当我将img_url放入浏览器时,我可以得到图像。但是当我通过蜘蛛下载图像时,它会引发错误。

  File "C:\Python27\lib\site-packages\scrapy\http\request\__init__.py", line 57,
 in _set_url
    raise ValueError('Missing scheme in request url: %s' % self._url)
ValueError: Missing scheme in request url: h

蜘蛛.py

# -*- coding: utf-8 -*-

from scrapy.spiders import Spider
import scrapy
from scrapy.selector import Selector
from bs4 import BeautifulSoup
from deep_web2.items import DeepWeb2Item

import sys
reload(sys)
sys.setdefaultencoding('utf8')


class DeepSpider(Spider):
    name = "deepSpider"
    staer_urls=["http://hansamktkykr5yt4.onion/category/1/"]
    bash_url = "http://hansamktkykr5yt4.onion"
    headers = {
        "Host": "hansamktkykr5yt4.onion",
        "User-Agent": "Mozilla/5.0 (Windows NT 6.1; rv:31.0) Gecko/20100101 Firefox/31.0",
        "Accept": "text/html,application/xhtml+xml,application/xml;q=0.9,*/*;q=0.8",
        "Accept-language": "zh-cn,zh;q=0.8,en-us;q=0.5,en;q=0.3",
        "Connection": "keep-alive"
    }

    def start_requests(self):
        yield scrapy.Request(url="http://hansamktkykr5yt4.onion/category/1/",headers=self.headers,
                             callback=self.parse_item)

    def parse_item(self, response):
        sel = Selector(response)

        html = sel.extract()
        html = html.encode('utf-8')

        soup = BeautifulSoup(html,"lxml")

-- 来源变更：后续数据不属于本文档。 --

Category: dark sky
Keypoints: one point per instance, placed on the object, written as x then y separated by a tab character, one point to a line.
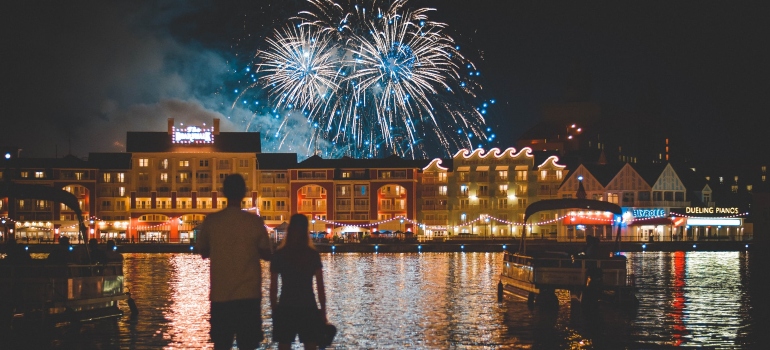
82	73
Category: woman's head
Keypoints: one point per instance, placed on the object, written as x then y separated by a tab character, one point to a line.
297	234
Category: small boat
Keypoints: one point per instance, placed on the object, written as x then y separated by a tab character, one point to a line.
34	290
589	276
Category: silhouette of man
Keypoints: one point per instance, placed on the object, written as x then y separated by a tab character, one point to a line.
235	241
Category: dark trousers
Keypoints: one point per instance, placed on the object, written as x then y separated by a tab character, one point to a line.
239	319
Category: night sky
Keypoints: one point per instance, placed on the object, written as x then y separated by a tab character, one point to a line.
76	75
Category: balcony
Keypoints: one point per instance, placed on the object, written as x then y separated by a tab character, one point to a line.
312	208
433	180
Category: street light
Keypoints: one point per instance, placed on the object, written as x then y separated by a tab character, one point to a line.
313	221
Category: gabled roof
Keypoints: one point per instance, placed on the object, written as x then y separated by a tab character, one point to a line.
115	161
604	173
649	172
692	181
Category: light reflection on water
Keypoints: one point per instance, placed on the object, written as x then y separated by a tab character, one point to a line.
448	301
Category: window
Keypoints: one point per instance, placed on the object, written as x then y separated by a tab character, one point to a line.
361	190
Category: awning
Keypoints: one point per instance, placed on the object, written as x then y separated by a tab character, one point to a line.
650	222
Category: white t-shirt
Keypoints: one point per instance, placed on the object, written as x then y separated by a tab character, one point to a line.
233	238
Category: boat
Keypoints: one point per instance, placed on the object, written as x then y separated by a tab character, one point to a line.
35	291
589	276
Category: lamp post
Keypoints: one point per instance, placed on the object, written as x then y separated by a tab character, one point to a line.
313	221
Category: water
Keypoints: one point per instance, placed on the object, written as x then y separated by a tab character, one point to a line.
448	301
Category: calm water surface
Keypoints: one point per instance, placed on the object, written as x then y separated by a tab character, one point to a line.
448	301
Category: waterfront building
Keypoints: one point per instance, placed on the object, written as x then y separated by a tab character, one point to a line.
172	181
36	220
658	203
488	192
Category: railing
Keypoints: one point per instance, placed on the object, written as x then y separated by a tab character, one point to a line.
312	208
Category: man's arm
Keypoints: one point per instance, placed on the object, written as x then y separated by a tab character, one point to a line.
202	242
263	241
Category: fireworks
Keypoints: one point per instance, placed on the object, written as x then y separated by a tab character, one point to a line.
371	81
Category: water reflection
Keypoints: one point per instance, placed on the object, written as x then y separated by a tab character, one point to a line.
449	301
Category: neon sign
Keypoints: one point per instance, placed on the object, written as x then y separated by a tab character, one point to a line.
192	134
648	212
711	210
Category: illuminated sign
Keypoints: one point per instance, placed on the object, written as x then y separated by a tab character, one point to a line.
192	134
648	212
713	222
711	210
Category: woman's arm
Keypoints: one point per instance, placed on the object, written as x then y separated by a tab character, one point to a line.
273	290
319	280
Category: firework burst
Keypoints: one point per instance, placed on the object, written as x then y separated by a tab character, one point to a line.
373	81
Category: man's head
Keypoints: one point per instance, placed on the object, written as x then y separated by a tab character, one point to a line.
234	188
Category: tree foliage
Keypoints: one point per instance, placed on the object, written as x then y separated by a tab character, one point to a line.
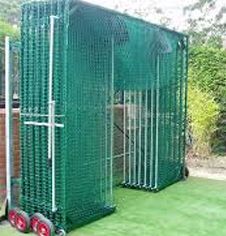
206	22
203	114
207	74
10	11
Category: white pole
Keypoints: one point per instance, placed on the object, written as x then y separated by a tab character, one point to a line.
135	139
53	159
157	127
129	116
151	145
112	118
145	138
51	115
124	138
140	132
51	51
8	120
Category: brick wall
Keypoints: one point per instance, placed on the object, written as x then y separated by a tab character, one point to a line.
16	162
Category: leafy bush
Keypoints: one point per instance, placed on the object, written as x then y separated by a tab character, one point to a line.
203	113
207	73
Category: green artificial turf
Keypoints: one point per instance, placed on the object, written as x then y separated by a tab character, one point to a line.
196	207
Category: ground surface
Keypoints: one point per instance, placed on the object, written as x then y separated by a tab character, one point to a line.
195	207
212	168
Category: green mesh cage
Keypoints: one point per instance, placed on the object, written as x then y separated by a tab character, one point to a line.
119	87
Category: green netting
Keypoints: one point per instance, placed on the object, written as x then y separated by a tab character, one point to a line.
120	92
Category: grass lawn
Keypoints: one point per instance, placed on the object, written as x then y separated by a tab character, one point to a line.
196	207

        item_rows  = soup.find_all("div",class_="row row-item")
        for div in item_rows:
            title = div.find_all("div",class_="item-details")[0].find_all("a")[0].get_text()
            url = div.find_all("div",class_="item-details")[0].find_all("a")[0]['href']
            address = div.find_all("small",class_="text-muted-666")[0].get_text()
            price = div.find_all("div",class_="col-xs-3 text-right listing-price")[0].find_all("strong")[0].get_text()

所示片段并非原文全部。